Cody
(November 16, 2005 - September 21, 2007)
~ Although you could not hear spoken words, you heard and felt every beat of the hearts that loved you .... ~
Cody’s Story
It was definitely love at first sight when I saw Cody. He was just a tiny, white fluff of fur, but the way he looked at me straight in the eye told me that he needed me. After I took him home I noticed that he didn’t respond to noise the way he should and he often seemed to be in his own world. After doing some sound tests with him I discovered he was deaf. I was scared this would cause a lack of communication between us and weaken our bond, but I believe it created an even stronger bond between us. As I worked with him teaching him hand signs it was amazing to watch him gain strength in his other senses. He learned to rely on vibrations, scent and sight for the clues to the world around him. He would look to my sister’s dog, Jasmine, to let him know if something was going on in the house. I miss the joy and fun of watching the two of them racing around the house, tumbling around together. Even though he was 2 ½ lbs. and Jasmine is 11 lbs. he would stand up to her and loved to play with her the way any dog would. His deafness didn’t hinder him at all.
He had behaviors that baffled me though, such as staring into space, chasing shadows, barking at things that were not there and unexplained aggression. Movement really bothered him, especially fast moving objects such as cars and bikes. I was unsure whether it was part of his being deaf that he needed help on learning to deal with these things or whether something else might be wrong. I spoke with a veterinary behaviorist and she wanted a complete blood work up done to rule out any physical causes. The blood tests showed high liver values which, along with Cody’s strange behavior, caused my vet to believe Cody had a liver shunt.
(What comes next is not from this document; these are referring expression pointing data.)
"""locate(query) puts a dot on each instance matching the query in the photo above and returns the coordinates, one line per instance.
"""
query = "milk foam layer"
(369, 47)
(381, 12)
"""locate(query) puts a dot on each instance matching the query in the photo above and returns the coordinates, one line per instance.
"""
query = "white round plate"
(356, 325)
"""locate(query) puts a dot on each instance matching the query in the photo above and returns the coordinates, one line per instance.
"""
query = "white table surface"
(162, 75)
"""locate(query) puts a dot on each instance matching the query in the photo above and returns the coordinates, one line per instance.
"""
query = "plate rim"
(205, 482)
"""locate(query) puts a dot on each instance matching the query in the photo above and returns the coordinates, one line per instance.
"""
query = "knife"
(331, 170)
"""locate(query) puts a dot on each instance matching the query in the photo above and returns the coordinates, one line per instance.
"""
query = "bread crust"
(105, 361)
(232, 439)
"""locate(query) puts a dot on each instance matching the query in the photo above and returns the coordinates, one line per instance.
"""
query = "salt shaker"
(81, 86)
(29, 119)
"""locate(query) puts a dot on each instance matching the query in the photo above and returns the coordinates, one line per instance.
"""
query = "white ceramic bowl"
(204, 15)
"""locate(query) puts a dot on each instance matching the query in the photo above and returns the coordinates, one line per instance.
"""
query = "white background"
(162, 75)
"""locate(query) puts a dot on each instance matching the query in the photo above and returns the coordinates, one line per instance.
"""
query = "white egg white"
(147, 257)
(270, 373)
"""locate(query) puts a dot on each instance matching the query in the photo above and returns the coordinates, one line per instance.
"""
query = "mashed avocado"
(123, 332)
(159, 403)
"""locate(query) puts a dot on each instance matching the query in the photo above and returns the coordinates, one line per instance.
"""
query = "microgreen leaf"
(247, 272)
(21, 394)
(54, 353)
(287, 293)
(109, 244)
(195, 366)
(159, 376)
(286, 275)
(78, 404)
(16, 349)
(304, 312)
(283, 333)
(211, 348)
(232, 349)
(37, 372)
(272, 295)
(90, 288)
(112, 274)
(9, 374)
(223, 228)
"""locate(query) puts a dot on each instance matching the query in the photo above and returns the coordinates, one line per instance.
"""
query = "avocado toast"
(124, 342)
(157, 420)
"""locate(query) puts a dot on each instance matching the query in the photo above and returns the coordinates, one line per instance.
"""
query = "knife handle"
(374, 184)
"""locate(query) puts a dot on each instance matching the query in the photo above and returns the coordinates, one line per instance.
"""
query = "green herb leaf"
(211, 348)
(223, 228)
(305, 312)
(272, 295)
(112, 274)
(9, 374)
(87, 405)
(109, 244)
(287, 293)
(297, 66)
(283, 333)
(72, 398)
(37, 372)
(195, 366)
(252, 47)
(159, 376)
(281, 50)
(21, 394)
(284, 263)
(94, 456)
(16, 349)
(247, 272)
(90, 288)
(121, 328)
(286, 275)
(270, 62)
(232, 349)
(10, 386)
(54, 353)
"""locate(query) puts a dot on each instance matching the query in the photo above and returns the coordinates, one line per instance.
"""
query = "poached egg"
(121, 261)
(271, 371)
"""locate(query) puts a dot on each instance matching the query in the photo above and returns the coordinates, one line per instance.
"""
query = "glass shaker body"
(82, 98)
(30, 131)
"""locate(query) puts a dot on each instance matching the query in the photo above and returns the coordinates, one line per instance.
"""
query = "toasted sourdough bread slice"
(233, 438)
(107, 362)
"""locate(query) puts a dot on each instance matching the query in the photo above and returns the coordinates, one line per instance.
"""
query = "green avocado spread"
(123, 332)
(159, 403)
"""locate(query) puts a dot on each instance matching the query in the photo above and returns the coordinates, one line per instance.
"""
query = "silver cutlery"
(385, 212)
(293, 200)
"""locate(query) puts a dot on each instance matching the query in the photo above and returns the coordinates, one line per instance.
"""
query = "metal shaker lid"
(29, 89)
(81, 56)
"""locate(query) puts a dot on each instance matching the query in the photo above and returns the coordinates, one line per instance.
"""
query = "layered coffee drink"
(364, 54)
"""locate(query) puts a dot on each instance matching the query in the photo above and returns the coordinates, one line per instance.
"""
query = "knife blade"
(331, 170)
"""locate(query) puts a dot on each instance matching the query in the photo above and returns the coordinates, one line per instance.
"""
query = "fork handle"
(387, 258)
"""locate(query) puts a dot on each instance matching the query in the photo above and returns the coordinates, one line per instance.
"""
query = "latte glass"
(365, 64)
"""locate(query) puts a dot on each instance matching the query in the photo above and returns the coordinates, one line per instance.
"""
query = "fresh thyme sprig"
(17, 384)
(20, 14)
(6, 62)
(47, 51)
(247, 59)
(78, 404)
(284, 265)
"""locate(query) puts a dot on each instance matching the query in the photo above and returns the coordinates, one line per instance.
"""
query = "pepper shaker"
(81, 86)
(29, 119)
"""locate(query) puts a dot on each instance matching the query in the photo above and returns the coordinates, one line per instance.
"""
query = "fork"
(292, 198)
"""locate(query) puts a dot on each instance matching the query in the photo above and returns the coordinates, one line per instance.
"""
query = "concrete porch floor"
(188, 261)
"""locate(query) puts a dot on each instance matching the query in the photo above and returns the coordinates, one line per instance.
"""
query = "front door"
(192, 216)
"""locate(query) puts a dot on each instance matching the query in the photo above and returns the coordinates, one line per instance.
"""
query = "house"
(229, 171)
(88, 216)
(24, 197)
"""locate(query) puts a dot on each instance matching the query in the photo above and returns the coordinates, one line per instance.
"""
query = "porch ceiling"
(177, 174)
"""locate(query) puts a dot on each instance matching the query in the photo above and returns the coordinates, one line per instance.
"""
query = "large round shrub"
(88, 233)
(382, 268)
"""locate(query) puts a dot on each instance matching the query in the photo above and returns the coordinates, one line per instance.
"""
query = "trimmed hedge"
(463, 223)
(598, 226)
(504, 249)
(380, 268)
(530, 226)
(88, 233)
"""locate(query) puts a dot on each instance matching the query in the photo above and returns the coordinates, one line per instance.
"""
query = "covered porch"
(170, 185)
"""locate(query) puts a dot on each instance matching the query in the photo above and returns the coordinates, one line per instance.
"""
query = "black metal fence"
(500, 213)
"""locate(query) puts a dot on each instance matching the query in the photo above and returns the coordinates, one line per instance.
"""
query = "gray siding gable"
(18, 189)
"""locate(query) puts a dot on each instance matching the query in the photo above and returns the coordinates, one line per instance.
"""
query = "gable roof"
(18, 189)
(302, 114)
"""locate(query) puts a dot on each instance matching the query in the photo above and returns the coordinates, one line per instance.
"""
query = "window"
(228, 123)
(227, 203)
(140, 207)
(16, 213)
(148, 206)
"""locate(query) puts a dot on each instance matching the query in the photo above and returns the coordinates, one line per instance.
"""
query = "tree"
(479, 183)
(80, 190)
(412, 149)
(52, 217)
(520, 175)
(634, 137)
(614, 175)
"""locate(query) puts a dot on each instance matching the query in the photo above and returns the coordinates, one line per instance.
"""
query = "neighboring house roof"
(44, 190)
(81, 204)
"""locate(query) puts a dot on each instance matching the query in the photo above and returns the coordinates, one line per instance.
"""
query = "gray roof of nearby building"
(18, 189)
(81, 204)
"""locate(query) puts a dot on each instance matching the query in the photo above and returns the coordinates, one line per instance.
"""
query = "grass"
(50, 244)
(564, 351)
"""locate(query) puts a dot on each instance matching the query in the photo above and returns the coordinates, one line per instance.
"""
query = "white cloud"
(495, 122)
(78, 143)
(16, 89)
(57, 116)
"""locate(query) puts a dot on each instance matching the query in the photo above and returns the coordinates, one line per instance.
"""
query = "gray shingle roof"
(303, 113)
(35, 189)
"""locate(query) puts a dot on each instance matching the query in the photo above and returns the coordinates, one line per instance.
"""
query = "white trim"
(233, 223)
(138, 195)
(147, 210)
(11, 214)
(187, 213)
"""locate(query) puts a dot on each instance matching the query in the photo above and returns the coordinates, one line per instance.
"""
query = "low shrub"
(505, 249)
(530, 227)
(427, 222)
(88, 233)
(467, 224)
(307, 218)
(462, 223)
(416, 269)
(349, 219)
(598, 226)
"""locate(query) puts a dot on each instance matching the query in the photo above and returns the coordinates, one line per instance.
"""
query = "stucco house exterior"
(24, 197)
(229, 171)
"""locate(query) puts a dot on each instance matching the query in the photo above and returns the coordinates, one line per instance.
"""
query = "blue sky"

When they did a Bile Acid Test his numbers were so high that it was probable I was dealing with a liver shunt. I was absolutely devastated! I only had two options: take him in for surgery to close the shunt and give him a chance at a full and normal life or keep him on a special diet and medication while his symptoms worsened and he eventually died. Even though he was only 2 ½ lbs. and he may not survive the surgery I had to give him a chance at life. I found the best surgeon I could after much research and help from the liver shunt group on Yahoo. (They really were a Godsend during this time) This surgeon had done many successful liver shunt surgeries on very small dogs and had a high survival rate. So I traveled down from Portland, OR to Los Angeles, CA for the surgery. He survived the surgery and was doing well but the next day he stopped eating. Neither I nor the hospital staff could get him to eat and three days later his poor little heart just stopped.
I will never know why his earlier blood tests didn’t show the possibility of a liver shunt or if it would have made a difference if it had been caught earlier. There are so many what ifs after something like this happens. What if I had caught it earlier, what if I had picked a different surgeon or hospital or what if I never had the surgery done at all? But I know that I did the best I could for him and made the best choices I could based on what I had learned.
I am left with the wonderful memories I have of him. He loved to play fetch more than any other dog I have had. Your arm would get tired before he would tire of playing. He would even play fetch by himself, tossing the toy up in the air and chasing after it. He had such pure joy doing this. There were the little things that were just pure Cody. He would jump back and forth playing with you and gently grabbing your nose, all the while wagging his tail so fast, you just knew how much fun he was having. I miss his hugs and how he just loved to cuddle and be close to me. When he was in the mood he would often lie in my arms and gaze into my eyes with so much love, just like a baby. I feel cheated that he lived such a short life, less than 2 years. I do feel like I gave him a good life while he was here which is all we can really do for any dog. In spite of everything against him he truly enjoyed life. We had a very special bond and there will probably always be a piece of my heart missing him. I will always be glad for the joy and special insight into life he brought to me.